DNA methylation plays a key role in cellular differentiation. Aberrant global methylation patterns are associated with several cancer types, as a result of changes in long-term activation status of up to 50% of genes, including oncogenes and tumor-suppressor genes, which are regulated by methylation and demethylation of promoter region CpG dinucleotides (CpG islands). Furthermore, DNA methylation also occurs in nonisland CpG sites (> 95% of the genome), present once per 80 dinucleotides on average. Nuclear DNA methylation increases during the course of cellular differentiation while cancer cells usually show a net loss in methylation. Given the large dynamic range in DNA methylation load, the methylation pattern of a cell can provide a valuable distinction as to its status during differentiation versus the disease state. By applying immunofluorescence, confocal microscopy and 3D image analysis we assessed the potential of differential nuclear distribution of methylated DNA to be utilized as a biomarker to characterize cells during development and when diseased. There are two major fields that may immediately benefit from this development: (1) the search for factors that contribute to pluripotency and cell fate in human embryonic stem cell expansion and differentiation, and (2) the characterization of tumor cells with regard to their heterogeneity in molecular composition and behavior. We performed topological analysis of the distribution of methylated CpG-sites (MeC) versus heterochromatin. This innovative approach revealed significant differences in colocalization patterns of MeC and heterochromatin-derived signals between undifferentiated and differentiated human embryonic stem cells, as well as untreated AtT20 mouse pituitary tumor cells compared to a subpopulation of these cells treated with 5-azacytidine for 48 hours.

Paper Details

Date Published: 28 February 2008
PDF: 10 pages
Proc. SPIE 6859, Imaging, Manipulation, and Analysis of Biomolecules, Cells, and Tissues VI, 68590F (28 February 2008); doi: 10.1117/12.769289
Show Author Affiliations
Jian Tajbakhsh, Cedars-Sinai Medical Ctr. (United States)

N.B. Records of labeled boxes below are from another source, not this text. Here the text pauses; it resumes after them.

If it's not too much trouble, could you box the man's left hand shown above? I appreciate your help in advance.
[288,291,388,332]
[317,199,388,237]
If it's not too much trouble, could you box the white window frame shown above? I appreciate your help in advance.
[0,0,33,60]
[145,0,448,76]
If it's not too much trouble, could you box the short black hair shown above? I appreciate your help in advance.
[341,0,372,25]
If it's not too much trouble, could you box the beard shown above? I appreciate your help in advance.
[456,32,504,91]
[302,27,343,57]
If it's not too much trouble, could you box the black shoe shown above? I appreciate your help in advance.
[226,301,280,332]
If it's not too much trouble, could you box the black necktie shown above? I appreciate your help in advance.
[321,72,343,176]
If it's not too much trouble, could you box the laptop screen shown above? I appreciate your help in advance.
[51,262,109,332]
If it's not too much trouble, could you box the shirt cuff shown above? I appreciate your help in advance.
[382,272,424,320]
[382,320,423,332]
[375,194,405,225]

Kolja A. Wawrowsky, Cedars-Sinai Medical Ctr. (United States)
Arkadiusz Gertych, Cedars-Sinai Medical Ctr. (United States)

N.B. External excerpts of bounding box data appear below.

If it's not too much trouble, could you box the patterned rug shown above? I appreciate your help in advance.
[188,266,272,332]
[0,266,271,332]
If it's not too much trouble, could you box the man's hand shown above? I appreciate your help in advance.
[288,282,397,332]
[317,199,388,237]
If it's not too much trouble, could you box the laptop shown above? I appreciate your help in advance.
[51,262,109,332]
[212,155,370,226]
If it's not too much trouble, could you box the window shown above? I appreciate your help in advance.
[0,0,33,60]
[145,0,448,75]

Ori Bar-Nur, The Hebrew Univ. (Israel)
Eugene Vishnevsky, Cedars-Sinai Medical Ctr. (United States)
Erik H. Lindsley, Cedars-Sinai Medical Ctr. (United States)
Daniel L. Farkas, Cedars-Sinai Medical Ctr. (United States)

Published in SPIE Proceedings Vol. 6859:
Imaging, Manipulation, and Analysis of Biomolecules, Cells, and Tissues VI
Daniel L. Farkas; Dan V. Nicolau; Robert C. Leif, Editor(s)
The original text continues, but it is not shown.